Draft agreement on agriculture cuts
The common position was hammered out at the request of the WTO to help facilitate the talks on agriculture, which have emerged as the biggest stumbling block towards progress on a deal to open up global trade by 2005.
"This is not a detailed text, this is a framework text with a little detail in it," said EU spokesman Eric Mamer.
He stressed that the text was "clearly not" a "fixed deal," but a framework for future negotiations.
"What the WTO asked the United States and the European Union to do was to come forward with a proposal, a sort of common vision of where things would be going," he said.
"It's elements in which we agree.
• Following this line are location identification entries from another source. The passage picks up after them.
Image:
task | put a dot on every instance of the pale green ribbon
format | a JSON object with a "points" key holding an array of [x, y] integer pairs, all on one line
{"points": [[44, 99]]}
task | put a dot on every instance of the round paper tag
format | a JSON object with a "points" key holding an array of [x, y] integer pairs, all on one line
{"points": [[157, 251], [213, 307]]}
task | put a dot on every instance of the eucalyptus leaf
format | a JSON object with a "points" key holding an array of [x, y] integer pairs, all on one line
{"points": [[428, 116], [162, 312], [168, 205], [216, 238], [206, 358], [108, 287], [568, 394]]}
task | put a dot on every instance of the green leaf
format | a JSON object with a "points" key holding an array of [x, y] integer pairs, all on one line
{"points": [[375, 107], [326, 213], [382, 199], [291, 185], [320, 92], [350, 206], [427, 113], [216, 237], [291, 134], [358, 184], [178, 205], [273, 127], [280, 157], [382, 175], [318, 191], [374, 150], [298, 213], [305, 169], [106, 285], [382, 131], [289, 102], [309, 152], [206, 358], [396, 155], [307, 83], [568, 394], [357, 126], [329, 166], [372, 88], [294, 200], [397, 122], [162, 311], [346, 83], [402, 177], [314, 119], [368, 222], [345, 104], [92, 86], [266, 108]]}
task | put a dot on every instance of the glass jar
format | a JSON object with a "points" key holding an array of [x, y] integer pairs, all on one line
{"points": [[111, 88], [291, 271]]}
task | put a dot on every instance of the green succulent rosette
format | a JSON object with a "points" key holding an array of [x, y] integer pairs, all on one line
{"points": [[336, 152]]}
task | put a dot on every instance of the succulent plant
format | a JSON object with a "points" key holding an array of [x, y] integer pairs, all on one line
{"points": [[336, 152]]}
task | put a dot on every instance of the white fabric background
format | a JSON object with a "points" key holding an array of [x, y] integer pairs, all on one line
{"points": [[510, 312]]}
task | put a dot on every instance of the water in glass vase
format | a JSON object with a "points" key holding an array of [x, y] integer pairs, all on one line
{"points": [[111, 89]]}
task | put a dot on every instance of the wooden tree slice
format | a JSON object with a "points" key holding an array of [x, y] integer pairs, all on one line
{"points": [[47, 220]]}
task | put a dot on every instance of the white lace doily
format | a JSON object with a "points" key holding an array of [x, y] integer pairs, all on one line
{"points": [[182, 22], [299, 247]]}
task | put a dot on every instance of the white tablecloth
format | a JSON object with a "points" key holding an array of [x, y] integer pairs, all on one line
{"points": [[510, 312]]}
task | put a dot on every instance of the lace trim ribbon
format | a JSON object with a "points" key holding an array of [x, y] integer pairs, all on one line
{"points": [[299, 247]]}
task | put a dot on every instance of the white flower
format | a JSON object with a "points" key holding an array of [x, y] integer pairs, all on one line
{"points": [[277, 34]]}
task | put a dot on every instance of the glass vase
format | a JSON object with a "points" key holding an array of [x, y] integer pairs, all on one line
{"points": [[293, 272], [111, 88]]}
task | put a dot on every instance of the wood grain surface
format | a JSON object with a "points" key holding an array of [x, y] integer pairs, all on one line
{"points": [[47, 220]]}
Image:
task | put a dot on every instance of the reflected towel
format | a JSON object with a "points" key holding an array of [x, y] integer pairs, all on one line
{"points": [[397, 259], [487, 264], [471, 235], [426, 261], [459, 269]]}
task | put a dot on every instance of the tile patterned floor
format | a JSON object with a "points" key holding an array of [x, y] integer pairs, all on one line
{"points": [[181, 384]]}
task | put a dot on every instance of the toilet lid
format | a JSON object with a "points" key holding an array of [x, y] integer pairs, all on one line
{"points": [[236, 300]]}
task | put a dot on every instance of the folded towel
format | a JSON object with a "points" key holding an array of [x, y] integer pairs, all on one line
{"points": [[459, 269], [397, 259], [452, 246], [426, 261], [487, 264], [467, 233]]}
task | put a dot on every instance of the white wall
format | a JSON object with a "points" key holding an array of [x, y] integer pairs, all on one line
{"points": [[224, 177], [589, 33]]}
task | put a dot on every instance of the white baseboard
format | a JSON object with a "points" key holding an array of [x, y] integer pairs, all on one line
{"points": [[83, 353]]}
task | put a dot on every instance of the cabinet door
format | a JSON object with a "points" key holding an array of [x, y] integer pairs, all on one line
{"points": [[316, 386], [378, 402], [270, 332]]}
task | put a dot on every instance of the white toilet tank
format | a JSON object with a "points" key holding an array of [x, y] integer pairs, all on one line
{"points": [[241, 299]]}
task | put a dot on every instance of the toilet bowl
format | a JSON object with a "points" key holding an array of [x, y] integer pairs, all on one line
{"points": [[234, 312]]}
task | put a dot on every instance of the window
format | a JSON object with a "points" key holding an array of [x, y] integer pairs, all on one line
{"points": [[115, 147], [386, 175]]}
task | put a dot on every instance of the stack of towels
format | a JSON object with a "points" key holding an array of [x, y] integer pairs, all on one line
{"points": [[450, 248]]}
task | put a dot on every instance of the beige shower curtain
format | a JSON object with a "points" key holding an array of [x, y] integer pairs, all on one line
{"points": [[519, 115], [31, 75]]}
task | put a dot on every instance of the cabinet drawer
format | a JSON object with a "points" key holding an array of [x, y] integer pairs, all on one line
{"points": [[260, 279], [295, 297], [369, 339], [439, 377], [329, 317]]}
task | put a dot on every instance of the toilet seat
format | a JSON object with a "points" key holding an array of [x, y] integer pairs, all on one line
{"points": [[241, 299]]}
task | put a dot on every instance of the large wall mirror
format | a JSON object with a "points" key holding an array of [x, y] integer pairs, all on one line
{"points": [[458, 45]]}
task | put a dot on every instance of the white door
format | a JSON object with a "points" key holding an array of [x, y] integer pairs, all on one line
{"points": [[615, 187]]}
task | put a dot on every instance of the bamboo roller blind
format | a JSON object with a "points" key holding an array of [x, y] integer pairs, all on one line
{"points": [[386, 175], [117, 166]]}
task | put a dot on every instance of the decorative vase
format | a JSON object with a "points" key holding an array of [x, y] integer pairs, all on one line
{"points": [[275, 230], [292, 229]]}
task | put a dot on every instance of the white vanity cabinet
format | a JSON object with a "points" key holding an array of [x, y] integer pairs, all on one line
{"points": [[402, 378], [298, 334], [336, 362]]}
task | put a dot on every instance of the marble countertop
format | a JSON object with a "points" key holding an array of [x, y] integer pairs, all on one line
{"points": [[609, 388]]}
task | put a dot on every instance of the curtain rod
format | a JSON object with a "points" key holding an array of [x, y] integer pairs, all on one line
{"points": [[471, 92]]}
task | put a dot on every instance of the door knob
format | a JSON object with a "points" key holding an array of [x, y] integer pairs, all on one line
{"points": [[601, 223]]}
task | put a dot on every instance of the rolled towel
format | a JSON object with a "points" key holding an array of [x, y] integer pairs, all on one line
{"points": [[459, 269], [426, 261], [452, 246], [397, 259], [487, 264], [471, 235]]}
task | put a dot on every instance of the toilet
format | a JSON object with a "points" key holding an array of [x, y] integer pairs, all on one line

We are at the beginning of a process, not at the end."
He said the text, agreed to by negotiators from Brussels and Washington during intensive talks in Geneva this week, was being reviewed in the 15 EU capitals before its presentation tonight to the other WTO members.
"It's not a question of take it or leave it, but you've got to start somewhere in these things."
Agriculture has been the main stumbling block in preparations for the WTO meeting in Mexico next month.
Developing countries, backed by big exporters like the United States and Australia, have been calling for major cuts in farm subsidies and import tariffs which keep their products out of other markets.
However, less competitive producers and importers, like the EU and Japan, say they need some of these measures to support their own farmers and protect rural communities.
Possibly the biggest problem facing agriculture negotiators is finding a formula for cutting import tariffs, which are traditionally much higher on farm goods than on manufactured products.
Washington suggested that no tariff should exceed 25%, but the EU wants to see tariffs cut by a percentage.
It has proposed trimming them by 36% which would be a smaller cut overall meaning some products could still have very high protection.